M=8000; total number of balls n=2000; number of balls taken odds=3; Prob. of red balls vs other color balls K=5000; Number of red balls in the urn Generate an array of size 2x3x5 of random numbers from the distribution above

mm=2;   nn=3; oo=5;
rng(12345)
X=FNChygernd(M,K,n,odds);
disp(X)

### Generate a matrix of size mmxnn of random number from Fisher non central hypergeometric distribution.

M=80; total number of balls n=10; number of balls taken odds=3; Prob. of red balls vs other color balls K=50; Number of red balls in the urn Generate a matrix of size 3x5 of random numbers from the distribution above

mm=3;
nn=5;
X=FNChygernd(M,K,n,odds, mm,nn);
disp(X)

### Generate a 3D array of size mmxnnxoo of random number from Fisher non central hypergeometric distribution.

M=800; total number of balls n=200; number of balls taken odds=3; Prob. of red balls vs other color balls K=500; Number of red balls in the urn Generate an array of size 2x3x5 of random numbers from the distribution above

mm=2;   nn=3; oo=5;
X=FNChygernd(M,K,n,odds, mm,nn,oo);
disp(X)

## Related Examples

expand all

### Comparison density and relatived frequencies based on random numbers.

close all
M=100; % total number of balls
n=10;  % number of balls taken
odds=2; % Prob. of red balls vs other color balls
K=50; % Number of red balls in the urn
samplesize=100000; % Sample size to extract
edges=(0:(n+1))';
% Compute the density
Fpdf=FNChygepdf(edges(1:end-1),M,K,n,odds);
% Generate random numbers
x=FNChygernd(M,K,n,odds,samplesize);
% bar plot of theoretical and relative frequencies
freqANDdens=[(histcounts(x,edges-0.5)/samplesize)' Fpdf];
bar(edges(1:end-1),freqANDdens)
legend(["Theoretical density" "Empirical relative frequency"],'Location','best')
xlabel('Number of successes')

## Input Arguments

### M — Total number of balls in urn before sampling. Scalar.

Data Types: single|double

### K — Initial number of red balls in the urn. Scalar.

Data Types: single|double

### n — Total number of balls sampled. Scalar.

Data Types: single|double

### odds — Probability ratio of red over white balls. Scalar.

Data Types: single|double

### mm — Length of first dimension. Scalar.

Number of rows of the array which contains the random numbers

Example: 3 

Data Types: double

### nn — Length of second dimension. Scalar.

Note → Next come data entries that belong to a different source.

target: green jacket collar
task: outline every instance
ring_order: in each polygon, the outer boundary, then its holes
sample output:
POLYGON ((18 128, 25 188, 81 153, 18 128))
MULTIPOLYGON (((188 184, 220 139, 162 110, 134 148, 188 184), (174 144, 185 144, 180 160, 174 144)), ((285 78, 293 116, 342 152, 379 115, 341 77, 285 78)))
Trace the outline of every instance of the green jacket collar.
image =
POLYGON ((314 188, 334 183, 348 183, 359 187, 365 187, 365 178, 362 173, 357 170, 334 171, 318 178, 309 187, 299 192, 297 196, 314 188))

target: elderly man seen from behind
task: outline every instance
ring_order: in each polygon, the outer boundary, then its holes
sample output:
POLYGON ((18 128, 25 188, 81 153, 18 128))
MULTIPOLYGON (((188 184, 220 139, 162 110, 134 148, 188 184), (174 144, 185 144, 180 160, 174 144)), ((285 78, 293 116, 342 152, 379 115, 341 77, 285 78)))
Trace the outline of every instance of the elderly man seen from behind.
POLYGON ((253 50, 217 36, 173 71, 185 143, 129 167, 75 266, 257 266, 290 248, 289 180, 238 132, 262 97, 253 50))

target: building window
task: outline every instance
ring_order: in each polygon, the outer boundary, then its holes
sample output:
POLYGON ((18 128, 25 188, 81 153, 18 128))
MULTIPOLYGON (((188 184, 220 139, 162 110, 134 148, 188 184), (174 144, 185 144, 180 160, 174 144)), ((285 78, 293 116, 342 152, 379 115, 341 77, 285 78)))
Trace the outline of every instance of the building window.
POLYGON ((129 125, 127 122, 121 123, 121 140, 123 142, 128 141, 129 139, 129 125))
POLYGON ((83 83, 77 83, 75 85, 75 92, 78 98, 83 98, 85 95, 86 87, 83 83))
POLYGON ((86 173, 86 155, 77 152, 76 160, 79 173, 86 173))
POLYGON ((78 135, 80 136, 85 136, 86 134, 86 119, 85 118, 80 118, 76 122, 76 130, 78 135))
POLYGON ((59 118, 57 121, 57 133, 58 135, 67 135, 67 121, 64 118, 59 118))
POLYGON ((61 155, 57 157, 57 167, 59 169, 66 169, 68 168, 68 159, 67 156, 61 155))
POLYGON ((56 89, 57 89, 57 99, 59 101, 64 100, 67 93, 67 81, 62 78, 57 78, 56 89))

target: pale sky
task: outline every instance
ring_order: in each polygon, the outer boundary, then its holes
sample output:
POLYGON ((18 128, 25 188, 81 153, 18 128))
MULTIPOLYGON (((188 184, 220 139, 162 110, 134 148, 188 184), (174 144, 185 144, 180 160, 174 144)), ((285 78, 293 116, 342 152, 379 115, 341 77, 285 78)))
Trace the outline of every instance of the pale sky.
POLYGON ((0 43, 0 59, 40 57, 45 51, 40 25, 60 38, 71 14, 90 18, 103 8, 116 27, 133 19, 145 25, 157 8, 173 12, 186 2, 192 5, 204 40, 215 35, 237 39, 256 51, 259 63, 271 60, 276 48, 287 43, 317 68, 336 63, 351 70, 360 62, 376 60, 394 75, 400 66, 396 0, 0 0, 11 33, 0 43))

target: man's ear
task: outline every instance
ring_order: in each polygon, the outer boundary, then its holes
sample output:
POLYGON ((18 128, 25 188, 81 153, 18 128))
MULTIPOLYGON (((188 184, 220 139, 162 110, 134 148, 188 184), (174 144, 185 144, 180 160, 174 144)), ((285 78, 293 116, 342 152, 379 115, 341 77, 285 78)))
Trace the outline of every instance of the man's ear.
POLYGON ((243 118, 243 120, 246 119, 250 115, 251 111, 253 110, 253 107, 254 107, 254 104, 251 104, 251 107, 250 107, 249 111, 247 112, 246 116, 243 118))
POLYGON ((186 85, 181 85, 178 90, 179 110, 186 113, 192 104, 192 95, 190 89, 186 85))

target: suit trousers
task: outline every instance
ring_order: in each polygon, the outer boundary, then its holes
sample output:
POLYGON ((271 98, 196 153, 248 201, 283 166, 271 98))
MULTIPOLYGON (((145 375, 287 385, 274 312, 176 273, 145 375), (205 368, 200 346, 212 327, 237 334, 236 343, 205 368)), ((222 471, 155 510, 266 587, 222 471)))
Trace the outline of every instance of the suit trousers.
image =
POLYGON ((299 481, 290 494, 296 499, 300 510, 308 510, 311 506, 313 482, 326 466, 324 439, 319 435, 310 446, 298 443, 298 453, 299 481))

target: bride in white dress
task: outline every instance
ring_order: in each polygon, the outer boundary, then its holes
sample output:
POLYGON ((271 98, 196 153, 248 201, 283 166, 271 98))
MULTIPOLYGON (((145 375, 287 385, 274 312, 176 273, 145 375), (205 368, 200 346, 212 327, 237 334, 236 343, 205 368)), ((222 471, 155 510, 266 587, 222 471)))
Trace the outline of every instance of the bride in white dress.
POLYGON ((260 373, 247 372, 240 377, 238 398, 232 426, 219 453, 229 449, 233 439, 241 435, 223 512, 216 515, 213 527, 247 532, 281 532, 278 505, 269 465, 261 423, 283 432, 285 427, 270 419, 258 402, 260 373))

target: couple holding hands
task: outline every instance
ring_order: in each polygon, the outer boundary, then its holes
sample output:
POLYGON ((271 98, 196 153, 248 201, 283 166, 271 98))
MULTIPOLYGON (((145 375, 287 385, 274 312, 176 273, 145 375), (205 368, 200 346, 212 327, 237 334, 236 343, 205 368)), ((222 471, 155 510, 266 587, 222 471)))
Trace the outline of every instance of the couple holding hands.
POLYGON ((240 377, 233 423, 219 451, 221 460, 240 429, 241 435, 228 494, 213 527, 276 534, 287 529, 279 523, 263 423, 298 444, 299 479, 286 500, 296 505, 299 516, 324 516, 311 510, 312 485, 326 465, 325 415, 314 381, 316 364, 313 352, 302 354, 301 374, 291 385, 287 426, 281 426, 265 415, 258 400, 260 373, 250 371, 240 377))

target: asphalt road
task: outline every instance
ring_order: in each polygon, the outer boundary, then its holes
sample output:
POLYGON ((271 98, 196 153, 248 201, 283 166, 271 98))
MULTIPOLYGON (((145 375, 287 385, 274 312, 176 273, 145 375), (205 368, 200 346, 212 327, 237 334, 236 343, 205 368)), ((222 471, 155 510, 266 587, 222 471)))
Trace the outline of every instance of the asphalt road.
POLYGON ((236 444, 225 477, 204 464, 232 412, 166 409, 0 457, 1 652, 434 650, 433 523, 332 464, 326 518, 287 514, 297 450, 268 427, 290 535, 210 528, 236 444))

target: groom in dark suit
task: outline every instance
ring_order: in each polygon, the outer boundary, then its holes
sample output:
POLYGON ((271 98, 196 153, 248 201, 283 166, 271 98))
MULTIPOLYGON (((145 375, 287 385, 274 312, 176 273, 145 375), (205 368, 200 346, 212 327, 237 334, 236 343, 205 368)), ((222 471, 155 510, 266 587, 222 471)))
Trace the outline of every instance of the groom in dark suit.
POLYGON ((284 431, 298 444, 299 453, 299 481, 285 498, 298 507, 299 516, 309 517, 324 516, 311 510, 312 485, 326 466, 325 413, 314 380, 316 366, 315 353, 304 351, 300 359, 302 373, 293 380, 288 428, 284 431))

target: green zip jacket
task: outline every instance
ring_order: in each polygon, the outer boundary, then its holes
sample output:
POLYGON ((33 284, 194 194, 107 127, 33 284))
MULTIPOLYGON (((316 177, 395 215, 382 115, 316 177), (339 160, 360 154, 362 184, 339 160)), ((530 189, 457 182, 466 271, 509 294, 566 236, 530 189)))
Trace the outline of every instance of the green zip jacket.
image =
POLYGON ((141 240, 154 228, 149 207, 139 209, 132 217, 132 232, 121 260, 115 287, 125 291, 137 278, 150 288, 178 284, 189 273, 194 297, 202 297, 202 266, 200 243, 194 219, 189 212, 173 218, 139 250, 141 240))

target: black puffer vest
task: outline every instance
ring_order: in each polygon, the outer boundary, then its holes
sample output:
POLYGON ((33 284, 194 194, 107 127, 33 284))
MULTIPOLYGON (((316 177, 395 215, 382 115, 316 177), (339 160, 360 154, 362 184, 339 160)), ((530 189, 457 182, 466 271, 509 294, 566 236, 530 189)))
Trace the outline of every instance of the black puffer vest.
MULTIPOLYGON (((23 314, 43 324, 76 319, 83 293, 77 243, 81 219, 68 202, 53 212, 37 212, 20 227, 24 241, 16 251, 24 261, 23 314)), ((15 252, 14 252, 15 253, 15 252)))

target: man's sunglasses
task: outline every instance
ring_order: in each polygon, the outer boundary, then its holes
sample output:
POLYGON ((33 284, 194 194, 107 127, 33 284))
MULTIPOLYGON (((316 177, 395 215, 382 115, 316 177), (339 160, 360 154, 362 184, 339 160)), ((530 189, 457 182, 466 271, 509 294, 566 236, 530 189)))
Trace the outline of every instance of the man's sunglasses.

Number of columns of the array which contains the random numbers.

Example: 2 

Data Types: double

### oo — Length of third dimension. Scalar.

Number of 3D slides of the array which contains the random numbers

Example: 5 

Data Types: double

## Output Arguments

### r —Random numnbers. Array of random numbers from the Fisher non central hypergeometric distribution

The size of rr is determined by the optional input parameters mm, nn, oo.

## References

Fog, A. (2008), Calculation Methods for Wallenius' Noncentral Hypergeometric Distribution, "Communications in Statistics - Simulation and Computation", Vol. 37, pp. 258-273.